4. The Law of Union Is Faith
Here faith in the Lord Jesus becomes something more than perhaps we have hitherto realized. What is faith in Christ? It is the recognition of what He is at God's right hand for us and as us. There is a Humanity, a Man Who has passed right through and realized in every detail all God's thought for us, and God's thought for us is reached, fully and finally, in a Man. That Man has everything - not for Himself but for us - that is necessary to bring us to God's end. Christ is our Victory; Christ is our Life; Christ is our Wisdom; Christ is our Sanctification. There is nothing in all the catalogue of needs, in order to bring us to God's full thought, but what Christ is made THAT unto us, and faith makes that living by taking it and acting upon it.
Is the enemy raging? Christ has conquered, and is the Victor over the enemy. Faith brings Him in, and puts Christ over against the situation in which the enemy is so active. Whatever it may be that threatens to limit our coming to God's thought, Christ is the provision to meet that. But He only does so along the line of our faith. Faith in Christ is a wonderful thing. What you and I have to learn more and more is to bring Christ into the situation on our behalf, whatever the need may be, so that we live by Christ. There will always be a whole list of "I cannots," so far as we are concerned, but are we going to stop with "I cannot"? Or are we going to recognize once and for all that we cannot? That is settled! We need not say any more! But that is just where His "can" begins, and we do not stop short at a negative, we start at the positive - "I can do all things through Christ..." It is a challenge to us as to faith in Christ. It is bringing Christ into every situation. That is government, dominion. That is the Throne, because He is the exalted, reigning Christ.
We are glad that He is there in that position: "And He put all things in subjection under His feet, and gave Him to be Head over all things to the church, which is His body, the fullness of Him That filleth all in all." Faith recognizes that; faith sees that; faith applies that. It is what Christ is in heaven.

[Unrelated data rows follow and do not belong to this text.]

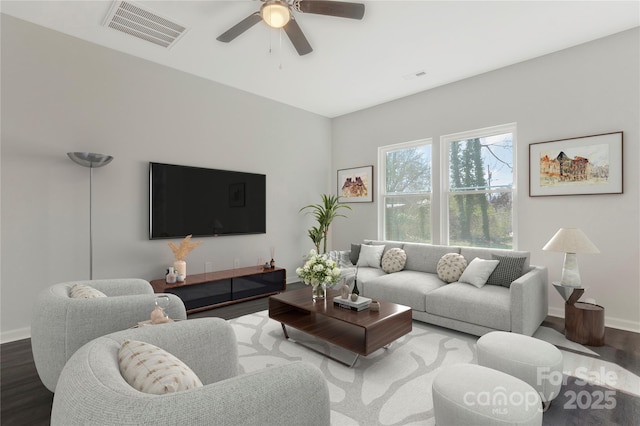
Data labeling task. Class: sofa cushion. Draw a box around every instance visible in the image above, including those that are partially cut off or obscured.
[69,284,107,299]
[426,283,511,331]
[118,340,202,395]
[381,248,407,274]
[358,244,384,268]
[403,243,460,274]
[458,257,500,288]
[349,244,360,265]
[437,253,467,283]
[487,254,527,287]
[358,269,447,312]
[460,247,530,271]
[347,267,387,296]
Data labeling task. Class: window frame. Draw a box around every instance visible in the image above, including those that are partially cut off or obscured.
[439,123,518,250]
[377,138,437,244]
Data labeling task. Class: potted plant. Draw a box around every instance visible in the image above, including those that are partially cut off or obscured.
[300,194,351,253]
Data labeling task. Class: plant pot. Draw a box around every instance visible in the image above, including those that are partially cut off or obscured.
[311,283,327,302]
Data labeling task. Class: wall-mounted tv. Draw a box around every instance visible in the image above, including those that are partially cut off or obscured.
[149,162,266,240]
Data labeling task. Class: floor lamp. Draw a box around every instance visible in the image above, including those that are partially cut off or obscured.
[67,152,113,280]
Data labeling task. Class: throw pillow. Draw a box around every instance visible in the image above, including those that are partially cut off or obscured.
[349,244,360,265]
[487,254,527,287]
[382,248,407,274]
[118,340,202,395]
[357,244,384,269]
[458,257,499,288]
[436,253,467,283]
[69,284,107,299]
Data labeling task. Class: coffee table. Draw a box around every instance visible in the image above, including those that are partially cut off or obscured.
[269,288,412,367]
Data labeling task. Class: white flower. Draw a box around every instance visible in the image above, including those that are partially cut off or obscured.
[296,250,340,285]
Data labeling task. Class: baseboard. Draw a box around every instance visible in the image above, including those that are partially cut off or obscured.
[549,307,640,333]
[0,327,31,344]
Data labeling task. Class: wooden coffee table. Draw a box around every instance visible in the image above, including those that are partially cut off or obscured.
[269,288,412,367]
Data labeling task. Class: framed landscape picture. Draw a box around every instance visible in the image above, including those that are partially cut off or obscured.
[529,132,622,197]
[338,166,373,203]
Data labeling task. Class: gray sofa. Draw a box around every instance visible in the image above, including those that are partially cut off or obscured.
[51,318,331,426]
[339,240,548,336]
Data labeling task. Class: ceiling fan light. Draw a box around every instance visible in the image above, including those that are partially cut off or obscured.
[260,0,291,28]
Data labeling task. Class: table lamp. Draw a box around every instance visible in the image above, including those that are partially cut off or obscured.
[542,228,600,287]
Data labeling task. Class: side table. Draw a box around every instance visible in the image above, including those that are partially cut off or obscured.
[553,283,604,346]
[564,302,604,346]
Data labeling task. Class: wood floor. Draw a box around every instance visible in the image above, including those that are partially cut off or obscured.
[0,283,640,426]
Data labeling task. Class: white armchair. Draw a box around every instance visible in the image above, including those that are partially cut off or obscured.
[51,318,330,426]
[31,278,187,392]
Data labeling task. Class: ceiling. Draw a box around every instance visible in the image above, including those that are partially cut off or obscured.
[0,0,640,117]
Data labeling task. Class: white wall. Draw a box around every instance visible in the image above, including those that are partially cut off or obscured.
[1,15,332,341]
[332,28,640,331]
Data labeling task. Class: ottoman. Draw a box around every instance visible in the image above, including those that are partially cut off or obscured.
[477,331,562,407]
[431,364,542,426]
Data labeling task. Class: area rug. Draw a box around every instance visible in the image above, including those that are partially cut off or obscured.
[229,311,640,426]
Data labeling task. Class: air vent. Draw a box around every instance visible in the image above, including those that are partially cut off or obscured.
[402,70,427,80]
[103,1,187,49]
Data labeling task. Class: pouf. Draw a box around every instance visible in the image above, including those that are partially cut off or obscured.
[432,364,542,426]
[477,331,562,406]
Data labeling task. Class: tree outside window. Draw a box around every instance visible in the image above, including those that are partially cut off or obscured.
[442,126,515,248]
[380,140,431,242]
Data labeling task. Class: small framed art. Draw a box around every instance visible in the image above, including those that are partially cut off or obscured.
[338,166,373,203]
[529,132,622,197]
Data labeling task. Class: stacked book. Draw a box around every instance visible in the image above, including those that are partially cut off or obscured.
[333,296,371,311]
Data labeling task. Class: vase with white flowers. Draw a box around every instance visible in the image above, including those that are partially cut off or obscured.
[296,250,340,301]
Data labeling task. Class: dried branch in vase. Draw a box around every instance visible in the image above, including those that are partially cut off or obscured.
[169,235,202,260]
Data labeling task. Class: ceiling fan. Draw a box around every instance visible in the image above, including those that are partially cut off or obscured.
[216,0,364,56]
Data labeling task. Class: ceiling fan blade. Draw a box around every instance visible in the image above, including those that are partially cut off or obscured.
[216,12,262,43]
[284,17,313,56]
[294,0,364,19]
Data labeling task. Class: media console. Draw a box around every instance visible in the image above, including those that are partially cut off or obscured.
[151,266,287,313]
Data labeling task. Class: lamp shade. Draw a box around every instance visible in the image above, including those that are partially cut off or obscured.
[542,228,600,253]
[67,152,113,168]
[260,0,291,28]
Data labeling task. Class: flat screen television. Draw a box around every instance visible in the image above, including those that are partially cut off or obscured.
[149,162,266,240]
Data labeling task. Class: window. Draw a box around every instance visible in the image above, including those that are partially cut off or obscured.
[440,124,516,248]
[378,139,432,242]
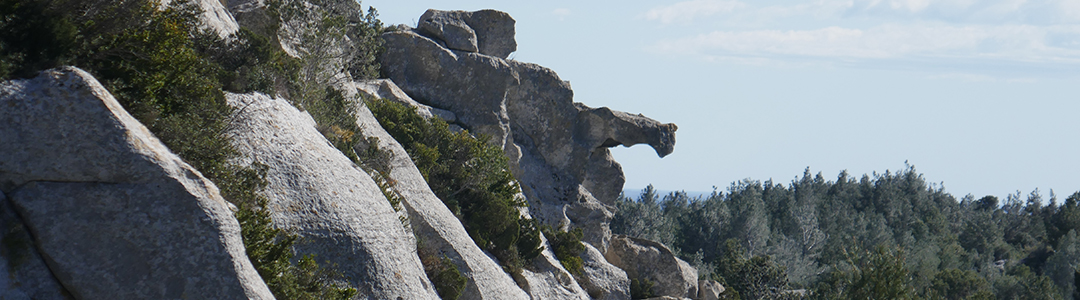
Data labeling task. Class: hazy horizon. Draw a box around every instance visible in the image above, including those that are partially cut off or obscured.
[362,0,1080,199]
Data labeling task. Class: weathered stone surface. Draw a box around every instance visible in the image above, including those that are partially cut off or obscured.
[380,11,678,297]
[465,10,517,58]
[380,30,517,151]
[698,281,724,300]
[581,243,630,300]
[416,10,480,52]
[352,79,458,123]
[0,193,67,300]
[161,0,240,38]
[522,235,590,300]
[226,93,438,299]
[0,67,273,299]
[605,235,698,298]
[417,10,517,58]
[356,101,528,299]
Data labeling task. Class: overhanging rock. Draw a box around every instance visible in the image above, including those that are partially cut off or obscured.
[0,67,273,299]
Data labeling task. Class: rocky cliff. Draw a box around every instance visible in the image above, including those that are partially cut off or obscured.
[0,1,723,299]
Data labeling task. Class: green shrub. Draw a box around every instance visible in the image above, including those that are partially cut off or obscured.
[237,201,356,300]
[416,241,469,300]
[543,227,585,278]
[0,0,356,299]
[367,99,541,274]
[814,245,918,299]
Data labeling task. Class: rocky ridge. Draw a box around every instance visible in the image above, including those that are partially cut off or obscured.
[0,0,723,299]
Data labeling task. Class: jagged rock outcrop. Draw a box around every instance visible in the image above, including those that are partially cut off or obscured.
[522,236,590,300]
[697,281,724,300]
[581,243,630,300]
[380,10,698,298]
[0,193,67,300]
[347,97,528,300]
[161,0,240,38]
[0,67,273,299]
[606,235,698,298]
[226,93,438,299]
[350,79,458,125]
[417,10,517,58]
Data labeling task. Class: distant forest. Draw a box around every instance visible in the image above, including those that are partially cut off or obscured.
[611,166,1080,299]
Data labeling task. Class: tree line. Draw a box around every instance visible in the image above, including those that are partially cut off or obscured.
[611,166,1080,299]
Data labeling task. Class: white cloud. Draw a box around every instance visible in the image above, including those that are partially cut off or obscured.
[645,0,746,24]
[650,23,1080,68]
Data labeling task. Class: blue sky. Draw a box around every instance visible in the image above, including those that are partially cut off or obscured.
[362,0,1080,200]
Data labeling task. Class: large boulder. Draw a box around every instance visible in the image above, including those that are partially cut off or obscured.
[417,10,517,58]
[379,11,682,297]
[347,97,528,299]
[606,235,698,298]
[226,93,438,299]
[380,30,517,152]
[0,67,273,299]
[347,79,458,123]
[0,193,68,300]
[416,10,480,52]
[522,235,590,300]
[380,23,677,251]
[697,281,725,300]
[581,243,630,300]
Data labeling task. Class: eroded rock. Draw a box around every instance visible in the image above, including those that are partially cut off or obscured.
[380,7,682,297]
[226,93,438,299]
[522,235,590,300]
[416,10,480,52]
[0,193,67,300]
[347,99,528,299]
[352,79,458,125]
[581,243,630,300]
[605,235,698,298]
[697,281,725,300]
[0,67,273,299]
[417,10,517,58]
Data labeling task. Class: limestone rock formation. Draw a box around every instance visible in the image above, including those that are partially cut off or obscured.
[226,93,438,299]
[522,235,590,300]
[0,67,273,299]
[581,243,630,300]
[697,281,724,300]
[347,99,528,299]
[352,79,458,125]
[380,10,698,298]
[0,193,67,300]
[606,235,698,298]
[417,10,517,58]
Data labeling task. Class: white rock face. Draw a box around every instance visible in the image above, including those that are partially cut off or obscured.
[522,234,590,300]
[698,281,724,300]
[0,193,67,300]
[0,67,273,299]
[581,243,630,300]
[605,235,698,298]
[352,79,458,123]
[356,101,528,300]
[226,93,438,299]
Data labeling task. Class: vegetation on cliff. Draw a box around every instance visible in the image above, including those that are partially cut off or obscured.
[367,99,542,274]
[611,167,1080,299]
[0,0,369,299]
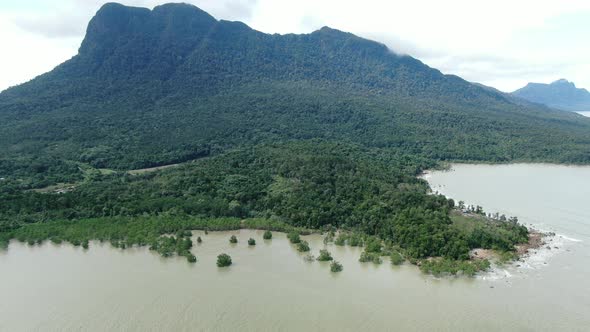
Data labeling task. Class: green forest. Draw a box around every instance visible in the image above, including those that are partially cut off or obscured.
[0,4,590,273]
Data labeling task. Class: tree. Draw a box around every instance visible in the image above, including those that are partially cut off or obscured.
[217,254,232,267]
[287,232,301,244]
[330,261,342,272]
[391,251,404,265]
[297,241,309,252]
[317,249,334,262]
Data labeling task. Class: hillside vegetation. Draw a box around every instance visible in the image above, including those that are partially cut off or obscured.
[0,3,590,272]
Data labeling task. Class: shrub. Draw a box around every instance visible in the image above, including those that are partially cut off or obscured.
[217,254,232,267]
[330,261,342,272]
[318,249,334,262]
[365,238,381,253]
[186,254,197,263]
[359,251,383,264]
[348,234,363,247]
[287,232,301,244]
[297,241,309,252]
[391,251,404,265]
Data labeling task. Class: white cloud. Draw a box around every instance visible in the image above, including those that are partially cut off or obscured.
[0,0,590,91]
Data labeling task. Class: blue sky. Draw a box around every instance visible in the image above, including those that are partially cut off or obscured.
[0,0,590,91]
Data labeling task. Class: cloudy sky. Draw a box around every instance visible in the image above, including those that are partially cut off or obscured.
[0,0,590,91]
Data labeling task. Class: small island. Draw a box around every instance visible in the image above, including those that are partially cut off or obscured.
[217,254,232,267]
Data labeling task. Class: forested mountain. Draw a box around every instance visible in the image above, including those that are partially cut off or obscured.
[0,3,590,270]
[0,3,590,187]
[512,79,590,112]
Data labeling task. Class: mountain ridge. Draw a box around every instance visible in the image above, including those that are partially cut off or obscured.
[512,79,590,112]
[0,3,590,187]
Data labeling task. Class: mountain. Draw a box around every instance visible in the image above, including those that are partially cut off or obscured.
[512,79,590,112]
[0,3,590,186]
[0,3,590,268]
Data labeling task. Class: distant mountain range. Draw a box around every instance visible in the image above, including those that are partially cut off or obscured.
[512,79,590,112]
[0,3,590,188]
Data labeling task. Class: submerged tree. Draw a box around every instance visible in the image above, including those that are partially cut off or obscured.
[186,254,197,263]
[317,249,334,262]
[217,254,232,267]
[330,261,343,272]
[287,232,301,244]
[297,241,309,252]
[391,251,404,265]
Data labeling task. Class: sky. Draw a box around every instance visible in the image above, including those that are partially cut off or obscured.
[0,0,590,92]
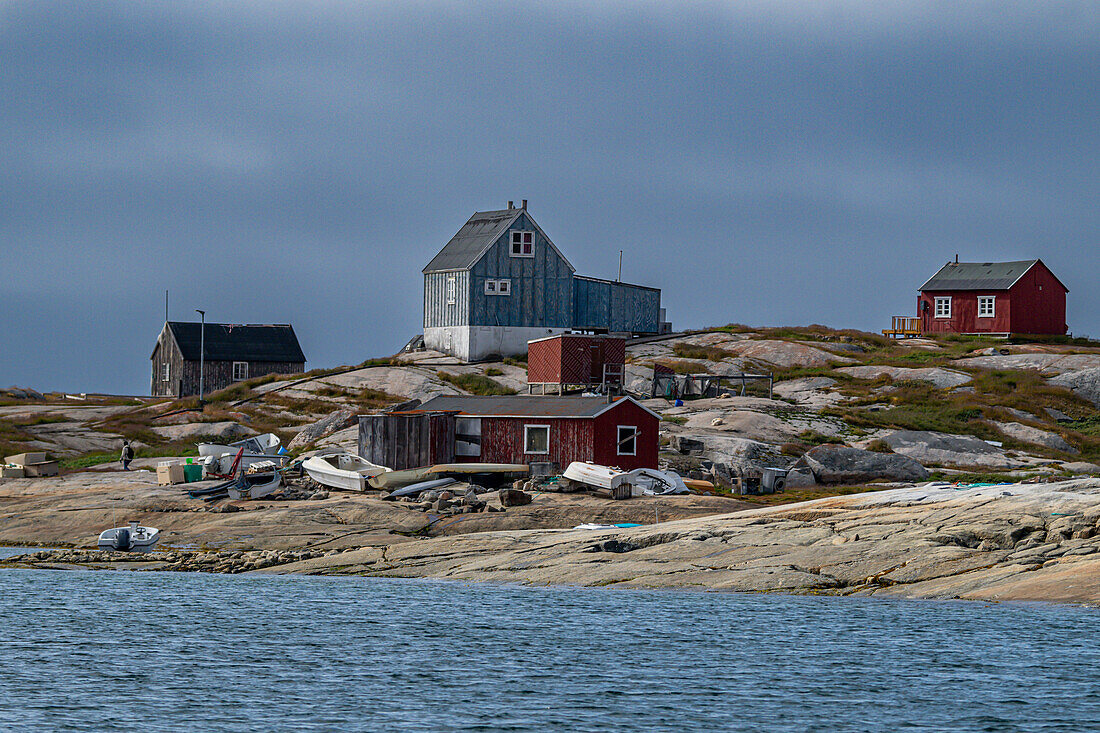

The course of things is that at the beginning we have union IN Christ WITH the Father; at the end we have union WITH Christ IN the Father. That is what the Word teaches. Firstly, our union is in Christ with the Father; then the Word shows that the end of the process is eventually union with Christ in the Father.
Union is a progressive thing. Faith at present operates in the direction of our union in Christ with the Father. Faith works out eventually to bring us in union with Christ in the Father. This does not mean - is it necessary to say? - absorption in the Godhead, or participation in Deity.
The main point of our consideration is that resurrection life, the power of His resurrection, is essentially in its nature a Throne union with the Lord, and that that is to have a practical outworking in a spiritual way now. Ultimately it will have a literal outworking universally. Our business at present is to learn how to reign in life by the One Man, Jesus Christ.
The Lord teach us what it means to reign in life.